I recently encountered an interesting question regarding the difference between .agg() & .apply() in Pandas Groupby().I read the great post from Pandas difference between apply() and aggregate() functions.
It clarified a lot, but still, I am a bit confused about when to use .agg() and when to use .apply().
Demo dataset:
import pandas as pd
import numpy as np
df_min = pd.DataFrame({"A":[0.0,0.0,np.nan,0.0,0.42832,np.nan,0.62747,0.69856],
"B":[0.42832,0.69856,0.75865,0.42832,0.62747,0.27024,0.42832,np.nan],
"C":[0,0,1,0,0,0,0,0]})
A B C
0 0.00000 0.42832 0
1 0.00000 0.69856 0
2 NaN 0.75865 1
3 0.00000 0.42832 0
4 0.42832 0.62747 0
5 NaN 0.27024 0
6 0.62747 0.42832 0
7 0.69856 NaN 0
The objective: Fill the np.nan via groupby statement.
My Code is listed below:
fill_na = lambda x: x.fillna(x.mean())
df_min.groupby('transportation_issues').apply(fill_na)
df_min.groupby('transportation_issues').agg(fill_na)

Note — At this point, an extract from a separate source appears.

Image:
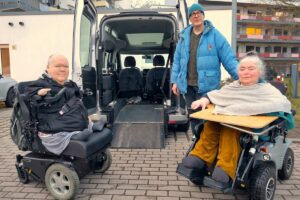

Now, when I applied .apply(), the code did its job and got the result. But when I use .agg(), the ValueError Occured as such:
ValueError: Shape of passed values is (3, 2), indices imply (2, 2)
So, my questions are:
1: Why .agg() did not work?
2: What should I do to make the user defined function works by applying .agg()?
3: When apply the user defined function on groupby(), when I should use .apply() & .agg(), respectively?
4: In groupby(), is it true that .apply() functions on whole dataset and agg() functions on the columns?
5: Under the hood, how .apply() & .agg() differentiate from each other?
Thank you so much for answering my question, and much appreciate for your help!